The old stack ‘em up trick…

losing ground

This graph is renders beautifully. From the x-axis labels being shortened to the lack of chartjunk in the form of gridlines and excessive tick marks. The colors definitely make the chart stand out. I don’t think many would argue that point.

If you take a look at an earlier post, I featured another visualization taken from the same page of BusinessWeek’s January 28th issue. As you will see, the color scheme for the whole page was green and yellow.

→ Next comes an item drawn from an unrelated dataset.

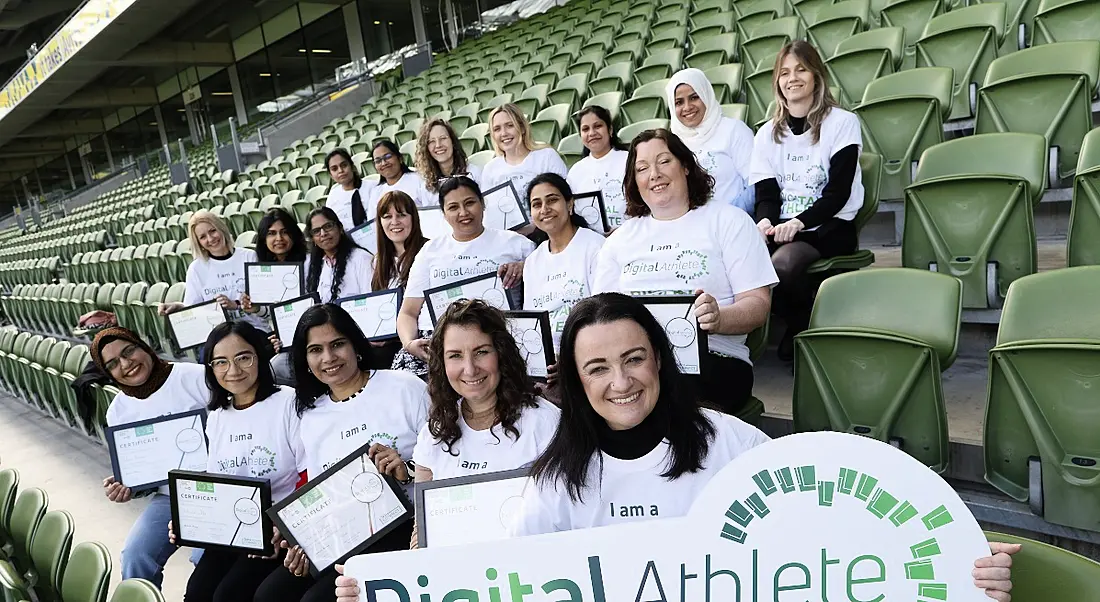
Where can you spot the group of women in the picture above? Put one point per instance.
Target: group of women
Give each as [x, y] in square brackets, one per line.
[696, 210]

This graph shows two points very well!

  1. The first point is the trend of “The Detroit Three” shown in green below. I can quickly and accurately see the initial jump, plateau and then gradual decline.
  2. The second point that is definitive is the total for both the Foreign series and The Detroit Three series. The total sharply rises until 2000 and then starts a gradual decline over the next seven years.

gt500 m6

What is almost impossible to determine is the change in Foreign sales from year to year and over the entire sixteen years. Intuitively, I can see that after about year 2000 the yellow portion is larger because the total is about the same while the green section gets smaller. Simply put, the reason a stacked bar chart is a poor choice when comparing more than one series over time is due to the baseline not being the same for the second (yellow) series.

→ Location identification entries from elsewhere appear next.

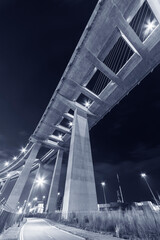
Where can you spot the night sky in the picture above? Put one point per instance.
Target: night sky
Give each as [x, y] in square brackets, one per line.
[36, 43]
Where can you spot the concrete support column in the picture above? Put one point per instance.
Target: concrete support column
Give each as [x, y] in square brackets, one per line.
[5, 184]
[34, 182]
[21, 181]
[80, 191]
[53, 192]
[155, 6]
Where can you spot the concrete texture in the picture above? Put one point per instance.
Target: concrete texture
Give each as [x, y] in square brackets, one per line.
[80, 192]
[52, 197]
[21, 181]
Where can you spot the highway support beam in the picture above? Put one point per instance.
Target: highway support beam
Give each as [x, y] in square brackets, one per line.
[11, 203]
[80, 191]
[21, 181]
[53, 192]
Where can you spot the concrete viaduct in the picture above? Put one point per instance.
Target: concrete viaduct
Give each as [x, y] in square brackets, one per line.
[110, 21]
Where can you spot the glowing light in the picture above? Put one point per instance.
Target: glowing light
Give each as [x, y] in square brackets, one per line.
[70, 124]
[95, 69]
[20, 211]
[143, 175]
[87, 104]
[6, 164]
[150, 26]
[40, 181]
[60, 136]
[23, 150]
[103, 184]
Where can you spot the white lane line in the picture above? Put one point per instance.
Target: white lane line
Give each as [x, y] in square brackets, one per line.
[21, 234]
[64, 231]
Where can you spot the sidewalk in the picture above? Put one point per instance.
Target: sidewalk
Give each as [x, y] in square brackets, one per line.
[11, 233]
[83, 233]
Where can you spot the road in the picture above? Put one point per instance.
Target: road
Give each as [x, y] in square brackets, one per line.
[39, 229]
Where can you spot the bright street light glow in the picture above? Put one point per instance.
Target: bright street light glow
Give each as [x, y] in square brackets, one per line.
[23, 150]
[60, 136]
[70, 124]
[6, 164]
[87, 104]
[40, 181]
[143, 175]
[103, 184]
[95, 69]
[150, 26]
[8, 175]
[20, 211]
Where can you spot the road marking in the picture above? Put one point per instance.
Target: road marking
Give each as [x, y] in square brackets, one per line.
[64, 231]
[21, 234]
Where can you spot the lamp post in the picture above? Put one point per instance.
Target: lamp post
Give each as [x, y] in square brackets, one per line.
[104, 194]
[144, 176]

For this example, the point isn’t what the total sales were over sixteen years. The point is how one compare to the other. I know this from the title of the page being, Detroit is still behind, despite hard-won gains.

Point: When showing more than one series over time (time being the key here) the most logical choice should be a line graph. I’ve seen some horrid stacked bar charts with many more segments. On a rare occasion, I may use a stacked bar chart only when time or trending is not a factor.